Retail brands are discovering that securing visibility in AI-generated responses is just the first step in a far more complex challenge. According to new research from Bluefish tracking nearly 200 brands across nine verticals, the brands appearing most frequently in AI answers are often not the ones being described most favorably, a fundamental shift from traditional search marketing.
"Being visible isn't sufficient enough," said Charles Aubert, lead customer AI engineer at Bluefish, during a recent EMARKETER webinar. "While in traditional search, the blue link didn't carry any meaning or any narrative, in the generative world, the answer is the narrative about your brand."
Bluefish's State of Enterprise Brands and AI report evaluated retail brands on five performance dimensions to understand how AI models are representing companies to consumers.
The brands achieving long-term success in AI are those that combine high visibility with favorable representation across topics that large language models prioritize, according to Bluefish's analysis.
Target emerged as the only brand in the study to lead both visibility and favorability metrics in its category. The retailer's success stems from producing content that satisfies what AI models seek when making recommendations, Aubert explained.
"The content that they expose actually satisfies what the models are looking for," he said. "Target is actually part of the top 10 sources, meaning that the content they're putting out there resonates with what this brand ambassador is looking for."
Retail brands cannot rely on third-party content alone to shape their AI narrative. Companies mentioned frequently on Reddit or social media may achieve high visibility, but if those mentions are negative, they secure unfavorable sentiment that deters potential customers.
AI's promise of personalization creates wildly different brand experiences depending on who's asking the question.
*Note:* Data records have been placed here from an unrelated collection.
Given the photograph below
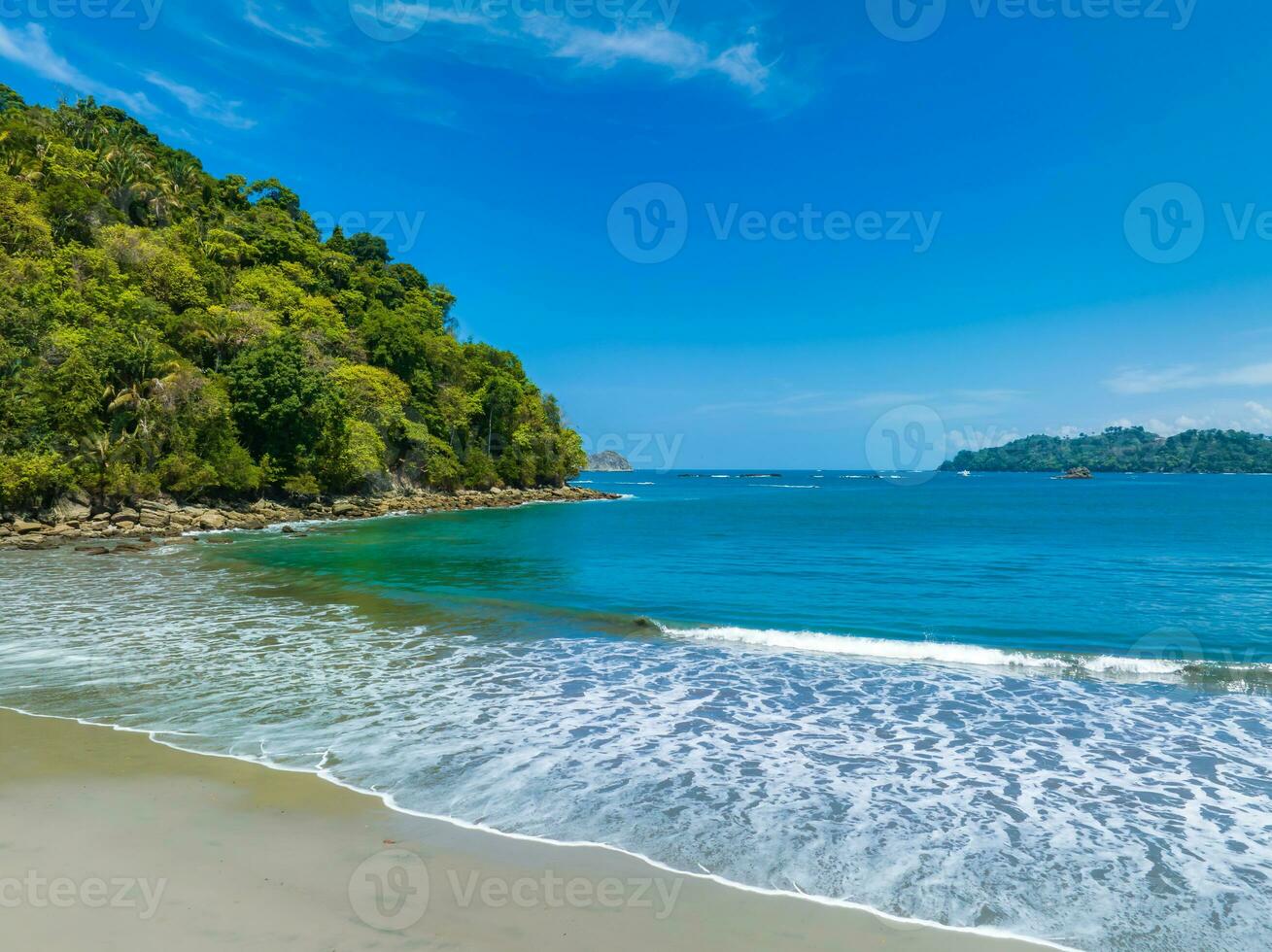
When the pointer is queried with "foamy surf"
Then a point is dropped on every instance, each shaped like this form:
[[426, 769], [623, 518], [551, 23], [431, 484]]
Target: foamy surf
[[953, 654]]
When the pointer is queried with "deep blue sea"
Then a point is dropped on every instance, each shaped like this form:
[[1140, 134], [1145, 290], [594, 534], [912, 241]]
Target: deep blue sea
[[1003, 700]]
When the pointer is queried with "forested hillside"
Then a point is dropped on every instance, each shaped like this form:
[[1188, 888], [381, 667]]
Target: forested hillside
[[1127, 450], [167, 332]]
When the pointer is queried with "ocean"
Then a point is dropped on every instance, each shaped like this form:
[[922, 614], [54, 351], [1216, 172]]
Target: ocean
[[1000, 701]]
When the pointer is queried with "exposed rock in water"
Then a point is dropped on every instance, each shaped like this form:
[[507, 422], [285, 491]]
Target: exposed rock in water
[[608, 461], [167, 520]]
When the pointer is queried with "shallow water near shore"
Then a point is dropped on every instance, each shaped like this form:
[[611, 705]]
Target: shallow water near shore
[[1004, 701]]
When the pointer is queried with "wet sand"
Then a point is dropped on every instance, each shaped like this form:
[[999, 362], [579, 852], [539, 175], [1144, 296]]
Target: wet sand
[[112, 841]]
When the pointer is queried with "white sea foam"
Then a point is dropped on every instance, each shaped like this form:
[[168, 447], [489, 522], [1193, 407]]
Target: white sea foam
[[955, 791], [943, 652]]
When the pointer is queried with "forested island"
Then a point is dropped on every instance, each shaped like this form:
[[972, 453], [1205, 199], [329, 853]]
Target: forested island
[[168, 333], [1126, 450]]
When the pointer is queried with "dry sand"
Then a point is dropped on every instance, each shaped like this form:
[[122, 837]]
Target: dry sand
[[111, 841]]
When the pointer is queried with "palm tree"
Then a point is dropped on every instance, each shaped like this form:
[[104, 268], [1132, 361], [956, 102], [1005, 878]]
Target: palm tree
[[101, 452]]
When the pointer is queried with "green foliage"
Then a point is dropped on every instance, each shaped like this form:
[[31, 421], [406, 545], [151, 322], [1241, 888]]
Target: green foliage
[[165, 332], [1126, 450], [29, 481]]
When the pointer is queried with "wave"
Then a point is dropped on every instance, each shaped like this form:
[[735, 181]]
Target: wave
[[390, 800], [954, 654]]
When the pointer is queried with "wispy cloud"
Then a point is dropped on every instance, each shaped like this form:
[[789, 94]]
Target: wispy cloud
[[205, 106], [1188, 378], [653, 45], [281, 27], [809, 403], [29, 48]]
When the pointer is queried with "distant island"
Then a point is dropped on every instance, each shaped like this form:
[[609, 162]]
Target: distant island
[[608, 461], [1124, 450]]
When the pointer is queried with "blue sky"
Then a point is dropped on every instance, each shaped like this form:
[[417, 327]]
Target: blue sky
[[737, 234]]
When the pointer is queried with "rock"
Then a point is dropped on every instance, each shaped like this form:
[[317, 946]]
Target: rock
[[608, 461], [155, 519], [70, 511], [211, 520]]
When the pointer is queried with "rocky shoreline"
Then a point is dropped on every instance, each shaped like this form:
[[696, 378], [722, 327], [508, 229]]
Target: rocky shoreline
[[153, 523]]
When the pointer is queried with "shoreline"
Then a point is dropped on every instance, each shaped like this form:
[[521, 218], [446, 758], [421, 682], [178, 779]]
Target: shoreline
[[699, 907], [70, 524]]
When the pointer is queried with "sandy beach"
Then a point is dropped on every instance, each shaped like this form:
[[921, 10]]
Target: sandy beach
[[114, 841]]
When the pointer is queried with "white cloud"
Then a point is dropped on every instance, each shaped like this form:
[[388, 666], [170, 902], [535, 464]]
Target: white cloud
[[29, 48], [308, 37], [205, 106], [1186, 378], [657, 46]]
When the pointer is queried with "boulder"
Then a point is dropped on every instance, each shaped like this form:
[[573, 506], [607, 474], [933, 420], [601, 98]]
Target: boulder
[[70, 511], [211, 520], [155, 519]]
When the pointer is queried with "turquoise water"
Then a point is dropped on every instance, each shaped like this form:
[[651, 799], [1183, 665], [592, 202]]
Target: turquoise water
[[1007, 701]]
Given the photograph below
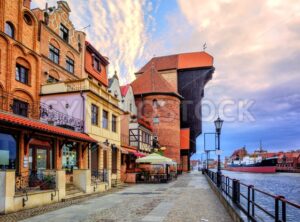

Bluefish's data revealed that some retailers show 84% presence with certain audience segments while dropping below 10% with others.
"Each answer is unique to who's asking the question," Aubert said. "If your narrative is not consistent across your customer segments, your performance will vary greatly."
The telecommunications vertical demonstrated this consistency advantage, with some brands achieving uniform visibility and favorability across all audience segments, a result of maintaining consistent narratives across all marketing channels.
Aggregate performance metrics are insufficient for AI optimization. Brands must measure at the audience level to understand performance drivers for each customer segment. Generic optimizations won't move the needle when AI models personalize every response based on user context.
AI models pull from vastly different source ecosystems depending on the vertical. E-commerce sites dominate in retail, while government sources play larger roles in pharma. In telecommunications, owned content drives significant portions of AI responses.
Bluefish's analysis revealed that the sources AI models cite visibly aren't always the ones shaping the actual narrative. Wikipedia, for example, appears frequently in ChatGPT responses but typically contributes only basic facts like founding dates and employee counts, not the opinionated content that shapes brand perception.
"We're doing a direct comparison of the content on the web pages that AI models are citing with the content inside of the AI answer," Aubert explained. This "AI influence" metric helps brands understand which sources actually drive narrative versus which simply get mentioned.
Marketing teams must optimize across the entire source ecosystem: social media, PR, content marketing, paid media, and affiliate channels. This requires unprecedented cross-functional collaboration, as AI models will surface inconsistent narratives until all teams align on unified messaging.
Aubert argued that accuracy represents the most critical performance factor, even more important than favorability.
"When a model hallucinates, it's not a visibility issue, it's not a sentiment issue," he said. "Is the price widely different? Is the performance or the specifications about the device inaccurate? These are the factors that consumers consider before they make a decision."
OpenAI has acknowledged that meaningful double-digit percentages of product-related responses contain inaccurate information. For brands, these hallucinations create revenue risk at the bottom of the funnel, deterring customers who are already considering a purchase.
Brands must ensure AI models access authoritative, accurate information about products and services. Models pulling primarily from social media or unverified third-party sources are more likely to hallucinate, making owned content and trusted publisher relationships essential for accuracy.
For brands with limited resources, Aubert recommended starting with content gap analysis to identify where first-party content can have the most influence, then making strategic, high-quality updates rather than generating content at scale.